Introduction to Knerr’s Repertory

Dr. Calvin Knerr spent 5 years compiling this concordance repertory as an index to Hering’s Guiding Symptoms. It was finally published in 1896.

Knerr’s Repertory has long since occupied a niche position in the discerning Homeopath’s toolkit. One of its USPs is that it combines pathogenic and clinical data and it even contains rubrics that cannot be located anywhere else in the literature.

It has a very difficult structure to become familiar with in comparison to the accessible layout of Kent’s repertory.

The RadarOpus version is the first to utilise the latest Sivaraman edition published by BJain which simplifies the chapter structure even more – reducing the number of chapters to 37 to follow Kent more closely. Therefore, the complexity and limitations of Knerr’s repertory now become hugely simplified through the powerful search functions built into RadarOpus.

Merits of Knerr’s Repertory

Let’s focus on why Knerr’s repertory stands out as an indispensable tool for homoeopathic professionals:

  1. Symptom Language: It uses language identical to that recorded during drug proving and cures.
  2. Wide Range of Symptoms: Knerr’s repertory boasts an extensive spectrum of symptoms, enhancing its clinical utility.
  3. Extra Sections: It covers additional chapters absent in other repertories, including Pregnancy, Parturition, Lactation; Heart, Pulse, and Circulation; Limbs in General; Nerves; Time; Attacks, Periodicity; Locality and Direction; Touch, Passive Motion, Injuries; and Stages of Life and Constitution.
  4. Authenticity: All rubrics are directly sourced from Hering’s Guiding Symptoms, ensuring reliability. Includes some additions not found in Hering, but based on further clinical findings.
  5. Temperature and Weather: Knerr’s includes valuable information on temperature, weather, stages of life, and constitution.
  6. Pathological Rubrics: It features numerous pathological rubrics indicating remedy affinities.
  7. Additions to Kent’s Repertory: Knerr’s allows you to supplement Kent’s repertory when justified, aiding in the selection of remedies for specific symptoms.
  8. Repertory of Cured Symptoms: Knerr’s repertory focuses on cured symptoms, enhancing its practicality.
  9. Clinical Repertory: It can serve as a clinical repertory, providing extensive information on pathological and diagnostic names.
  10. Mix of Pathogenic and Clinical Data: Knerr’s includes both pathogenic and clinical data, with several unique rubrics not found elsewhere.

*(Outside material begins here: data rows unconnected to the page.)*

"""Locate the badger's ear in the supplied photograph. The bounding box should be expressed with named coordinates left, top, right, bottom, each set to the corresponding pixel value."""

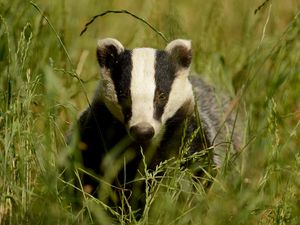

left=165, top=39, right=192, bottom=68
left=97, top=38, right=124, bottom=68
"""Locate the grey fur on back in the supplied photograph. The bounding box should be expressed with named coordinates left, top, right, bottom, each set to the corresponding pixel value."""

left=190, top=74, right=242, bottom=167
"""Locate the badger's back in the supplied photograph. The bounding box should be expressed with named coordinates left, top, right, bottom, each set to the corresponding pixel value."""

left=71, top=38, right=244, bottom=212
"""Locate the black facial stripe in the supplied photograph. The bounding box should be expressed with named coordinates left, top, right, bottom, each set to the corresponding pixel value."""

left=110, top=50, right=132, bottom=123
left=153, top=51, right=176, bottom=121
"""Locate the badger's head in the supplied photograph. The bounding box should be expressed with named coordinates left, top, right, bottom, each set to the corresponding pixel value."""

left=97, top=38, right=194, bottom=142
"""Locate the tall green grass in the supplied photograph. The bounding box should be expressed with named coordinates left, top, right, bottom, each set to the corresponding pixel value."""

left=0, top=0, right=300, bottom=225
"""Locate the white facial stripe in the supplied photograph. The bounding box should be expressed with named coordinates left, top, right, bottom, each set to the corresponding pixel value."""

left=162, top=69, right=193, bottom=124
left=129, top=48, right=159, bottom=134
left=99, top=68, right=124, bottom=122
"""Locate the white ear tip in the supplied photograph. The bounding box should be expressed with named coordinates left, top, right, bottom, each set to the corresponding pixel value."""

left=166, top=39, right=191, bottom=51
left=97, top=38, right=124, bottom=53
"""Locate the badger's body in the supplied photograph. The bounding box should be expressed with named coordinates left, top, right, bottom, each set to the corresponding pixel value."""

left=74, top=38, right=239, bottom=209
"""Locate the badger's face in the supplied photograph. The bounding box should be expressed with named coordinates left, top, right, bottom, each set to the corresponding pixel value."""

left=97, top=38, right=193, bottom=142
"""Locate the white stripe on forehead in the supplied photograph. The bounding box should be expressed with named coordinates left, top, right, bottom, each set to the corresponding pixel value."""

left=129, top=48, right=159, bottom=133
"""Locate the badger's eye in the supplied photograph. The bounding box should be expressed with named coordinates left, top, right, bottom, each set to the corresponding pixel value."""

left=158, top=92, right=167, bottom=101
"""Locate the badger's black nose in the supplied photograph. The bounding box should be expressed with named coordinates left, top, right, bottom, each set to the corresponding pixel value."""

left=129, top=122, right=154, bottom=142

Here are some practical tips and tricks for incorporating Knerr’s Repertory into your practice with Radaropus software

  • Quickly Search desired symptoms, pathologies, or conditions.
  • Search for ‘As If’ Language to discover subjective symptoms derived from provers’ and patients’ language.
  • Explore temperament or constitution-related rubrics.
  • Search for organ or tissue affinities.
  • Search for clinical rubrics alongside the mental and physical particulars
    • View the full list of SRP symptoms for a specific remedy.
    • Search for words ending in *itis or *gia.
    • Utilise F6 to build larger, all-encompassing rubrics. Tick ‘Take all sub-rubrics’ for a consolidated view.